Second Court of Appeals

Week of October 19, 2020 

Summaries of Civil Opinions and Published Criminal Opinions Issued - Week of October 19, 2020.

NOTE: Summaries are prepared by the court's staff attorneys and law clerks for public information only and reflect his or her interpretation alone of the facts and legal issues. The summaries are not part of the court's opinion in the case and should not be cited to, quoted, or relied upon as the opinion of the court.

Links to full text of opinions (PDF version) can be accessed by clicking the cause number.

 

Ex parte K.T., No. 02-19-00376-CV (Oct. 22, 2020) (Gabriel, J., joined by Kerr, J.; Bassel, J., dissents with opinion).

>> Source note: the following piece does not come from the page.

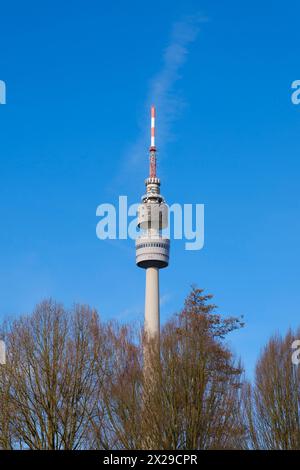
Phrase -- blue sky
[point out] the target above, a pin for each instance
(73, 134)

Held:  Code of Criminal Procedure Article 55.01(c) does not prohibit expunction of arrest records under Article 55.01(a)(1) for an offense for which a person has been acquitted if that person has only one prior, separate conviction for an offense that is the same or similar to the acquitted offense for which the person is seeking an expunction.  The plain language of Article 55.01(c) and Penal Code Section 3.01(2), to which Article 55.01(c) refers, requires the “commission” of at least two same or similar offenses to bar expunction.  That a person has been charged with and acquitted of an offense is no evidence that the person has committed an offense.  Therefore, on the facts of this case, the trial court did not abuse its discretion by ordering the arrest records for K.T.’s 2017 DWI arrest expunged even though K.T. had been previously convicted of DWI in 2013.

Dissent:  Based on the plain language of the expunction statute, the incorporation of the definition of “criminal episode” from Texas Penal Code Section 3.01(2) into the expunction exception contained in Texas Code of Criminal Procedure Article 55.01(c) means that expunction is not available after acquittal for an offense if the person has ever been convicted of the same or similar offense, even though the offenses are not connected temporally or factually because nothing in the words themselves or how they have been interpreted requires a temporal or factual nexus between the two offenses.